Voyant ça et que je ne risque pas d’être blâmé par mon Pitou, je dis à M. Chambard :

« Mon capitaine ! »

Lui se retourne :

« C’est toi, Dumanet ?

— Oui, mon capitaine, c’est moi et Pitou.

— Eh bien, qu’est-ce que vous me voulez ?

— Un congé de deux jours, mon capitaine, si c’était un effet de votre bonté.

— Pour quoi faire ? »

Ah ! voilà ! Je me grattais la tête, et Pitou aussi ; c’est-à-dire, il grattait la sienne et moi la mienne. Si nous disions notre idée au capitaine Chambard, il était capable de nous la prendre. Dans un pays comme celui-là, où les lions ne sont pas aussi communs que les perdreaux en France, ça pouvait le tenter, lui et ses amis, une chasse au lion.

Il demanda encore :

« Dis tes raisons, Dumanet.

— Mon capitaine, voilà. Pitou et moi, nous avons une fameuse idée, mais nous avons peur, si quelque camarade venait à le savoir, qu’il voulût nous la voler. Ça fait que nous avons de la peine à nous confesser.

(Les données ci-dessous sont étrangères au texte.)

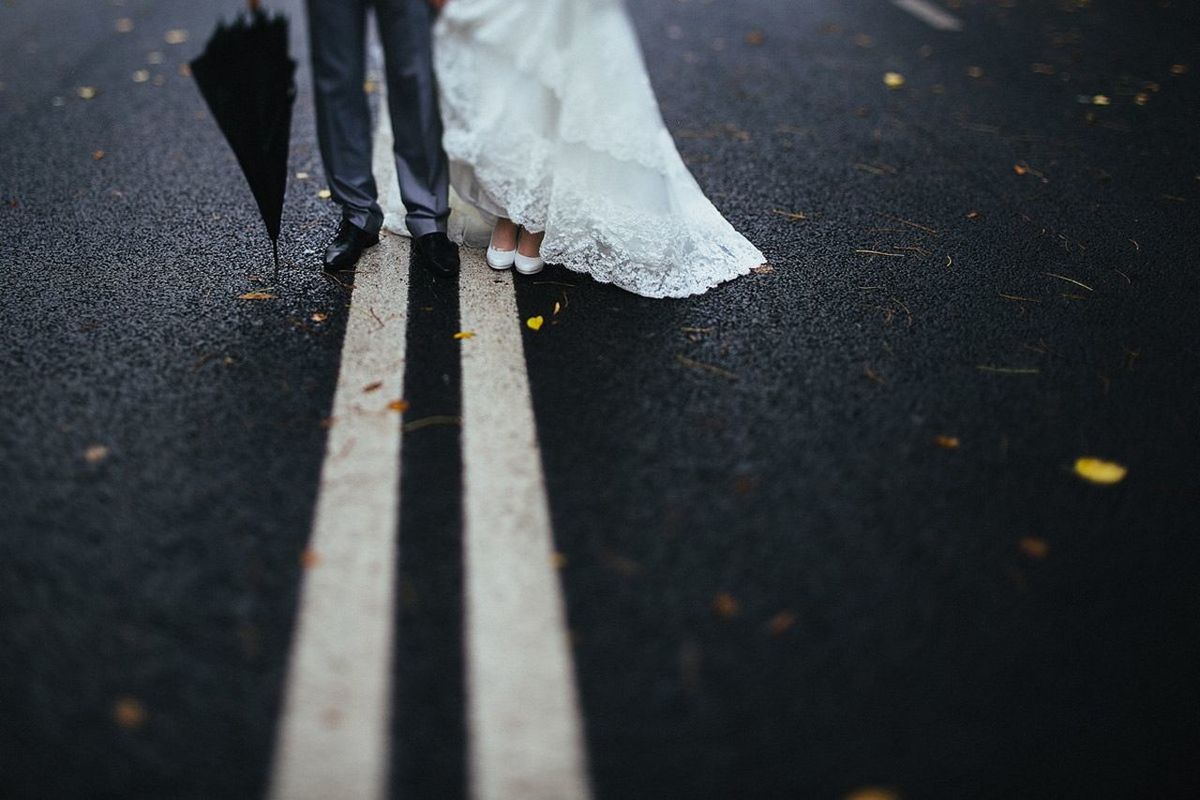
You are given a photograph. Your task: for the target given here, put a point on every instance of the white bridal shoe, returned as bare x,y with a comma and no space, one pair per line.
501,259
527,264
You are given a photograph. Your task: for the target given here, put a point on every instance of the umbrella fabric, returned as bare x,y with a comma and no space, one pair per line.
249,80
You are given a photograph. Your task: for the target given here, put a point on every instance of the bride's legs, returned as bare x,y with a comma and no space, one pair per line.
504,235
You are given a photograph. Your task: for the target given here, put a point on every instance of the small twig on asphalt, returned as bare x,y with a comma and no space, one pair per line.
1063,277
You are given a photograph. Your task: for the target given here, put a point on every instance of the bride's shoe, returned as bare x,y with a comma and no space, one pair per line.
501,259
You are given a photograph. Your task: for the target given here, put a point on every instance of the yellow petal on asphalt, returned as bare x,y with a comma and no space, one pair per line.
129,713
1097,470
95,453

— Eh bien, confessez-vous, ne vous confessez pas, ça m’est égal. Mais, si vous ne dites pas pourquoi, vous n’aurez pas de congé. »

Voyant ça, je dis tout bonnement notre affaire, que nous avions vu et entendu le lion, qu’il était dans la montagne, enfin tout ce que j’ai déjà raconté.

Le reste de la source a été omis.